Larangan itu menjadi dilema besar bagi negara-negara Eropa, yang di satu sisi terdesak dengan perkembangan pesat jumlah warga Muslim, sementara di sisi lain ada peningkatan sentimen nasionalis dari kelompok yang menentang imigrasi warga Muslim.
Hubungan baik yang sedang dijalin Inggris dan Amerika terganggu. Lawatan Perdana Menteri Inggris Theresa May ke Amerika dinilai berhasil karena menyebabkan Presiden Donald Trump menyatakan dukungannya pada NATO. Tetapi kecaman keras juga menunggunya pasca lawatan ke Washington DC itu. May menghadapi kecaman dari kelompok sayap kiri karena tidak bersikap cukup tegas menentang larangan yang diberlakukan Donald Trump.

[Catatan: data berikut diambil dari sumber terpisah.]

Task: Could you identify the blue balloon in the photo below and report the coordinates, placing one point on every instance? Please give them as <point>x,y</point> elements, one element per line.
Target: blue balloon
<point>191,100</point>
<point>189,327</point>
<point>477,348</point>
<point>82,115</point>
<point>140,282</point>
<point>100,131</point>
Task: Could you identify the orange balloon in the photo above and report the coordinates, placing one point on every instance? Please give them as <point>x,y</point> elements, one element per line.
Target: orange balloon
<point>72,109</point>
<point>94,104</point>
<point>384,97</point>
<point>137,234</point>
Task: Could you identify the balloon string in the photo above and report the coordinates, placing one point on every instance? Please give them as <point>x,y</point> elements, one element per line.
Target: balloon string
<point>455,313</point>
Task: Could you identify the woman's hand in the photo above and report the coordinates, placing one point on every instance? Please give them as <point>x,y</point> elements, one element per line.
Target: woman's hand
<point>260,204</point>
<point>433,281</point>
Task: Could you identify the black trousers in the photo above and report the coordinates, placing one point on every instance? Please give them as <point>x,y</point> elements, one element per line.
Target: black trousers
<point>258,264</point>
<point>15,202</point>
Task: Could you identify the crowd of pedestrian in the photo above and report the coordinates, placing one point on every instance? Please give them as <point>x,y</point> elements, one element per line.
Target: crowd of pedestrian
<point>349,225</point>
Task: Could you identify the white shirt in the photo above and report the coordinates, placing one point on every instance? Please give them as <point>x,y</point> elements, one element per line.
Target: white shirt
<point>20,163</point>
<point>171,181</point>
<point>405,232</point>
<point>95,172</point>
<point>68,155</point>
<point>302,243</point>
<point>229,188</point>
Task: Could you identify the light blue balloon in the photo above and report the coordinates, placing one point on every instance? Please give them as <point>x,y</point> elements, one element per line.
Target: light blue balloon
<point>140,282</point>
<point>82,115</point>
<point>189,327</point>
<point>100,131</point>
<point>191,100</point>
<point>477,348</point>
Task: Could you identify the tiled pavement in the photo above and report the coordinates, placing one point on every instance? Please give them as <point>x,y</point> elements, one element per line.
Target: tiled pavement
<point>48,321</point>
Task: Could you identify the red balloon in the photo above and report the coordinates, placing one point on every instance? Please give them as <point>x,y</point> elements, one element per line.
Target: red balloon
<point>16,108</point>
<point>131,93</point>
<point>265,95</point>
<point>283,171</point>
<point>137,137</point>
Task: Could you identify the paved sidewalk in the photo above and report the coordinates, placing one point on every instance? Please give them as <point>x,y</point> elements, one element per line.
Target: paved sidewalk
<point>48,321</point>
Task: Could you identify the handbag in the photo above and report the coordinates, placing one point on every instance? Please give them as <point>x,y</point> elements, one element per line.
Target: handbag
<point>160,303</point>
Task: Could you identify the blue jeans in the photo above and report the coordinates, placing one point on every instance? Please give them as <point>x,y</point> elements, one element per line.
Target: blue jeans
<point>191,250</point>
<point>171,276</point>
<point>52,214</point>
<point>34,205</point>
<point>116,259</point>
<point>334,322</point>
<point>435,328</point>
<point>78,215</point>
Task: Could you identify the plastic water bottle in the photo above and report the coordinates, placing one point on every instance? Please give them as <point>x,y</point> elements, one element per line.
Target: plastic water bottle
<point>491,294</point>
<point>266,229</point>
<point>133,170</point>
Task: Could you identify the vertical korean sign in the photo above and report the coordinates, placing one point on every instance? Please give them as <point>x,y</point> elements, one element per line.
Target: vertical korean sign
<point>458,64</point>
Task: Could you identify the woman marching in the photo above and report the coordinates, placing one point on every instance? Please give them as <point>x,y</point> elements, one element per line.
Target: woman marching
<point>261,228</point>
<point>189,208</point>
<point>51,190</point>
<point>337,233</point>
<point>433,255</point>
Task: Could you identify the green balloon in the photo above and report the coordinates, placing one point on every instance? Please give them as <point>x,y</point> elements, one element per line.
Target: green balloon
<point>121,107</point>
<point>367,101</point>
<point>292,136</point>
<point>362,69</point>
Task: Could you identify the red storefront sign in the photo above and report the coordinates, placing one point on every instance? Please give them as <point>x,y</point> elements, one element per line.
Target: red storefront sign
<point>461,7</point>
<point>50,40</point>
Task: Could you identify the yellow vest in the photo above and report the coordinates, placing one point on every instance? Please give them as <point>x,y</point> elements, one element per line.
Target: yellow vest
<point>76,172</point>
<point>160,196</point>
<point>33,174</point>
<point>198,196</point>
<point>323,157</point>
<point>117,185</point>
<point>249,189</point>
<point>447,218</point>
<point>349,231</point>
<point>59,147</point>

Walikota London Sadiq Khan mengatakan, “Pesan saya sebagai walikota London jelas dan tegas. Saya kira larangan itu kejam dan memalukan, dan perdana menteri kita seharusnya mengutuk hal itu.”
Langkah Trump itu memicu berbagai pernyataan negara-negara di Eropa. Menteri Luar Negeri Perancis Jean-Marc Ayrault mengatakan, “Menyambut pengungsi yang melarikan diri dari perang dan penindasan merupakan bagian dari tugas kita. Kita harus memastikan hal itu terjadi secara fair, benar dan juga didasarkan pada solidaritas. Dan memastikan cara kita melaksanakannya – itulah sebabnya dialog Eropa dan solidaritas Eropa harus terus memainkan peranan – jadi masyarakat tidak bingung, tapi justru memenuhi komitmen mereka dan setia kepada nilai-nilai kita”.
Pertempuran nilai-nilai ini menimbulkan konflik di antara mereka yang mengedepankan multikulturalisme dan humanitarianisme dengan mereka yang menilai budaya dan identitas nasional mereka berada dalam bahaya.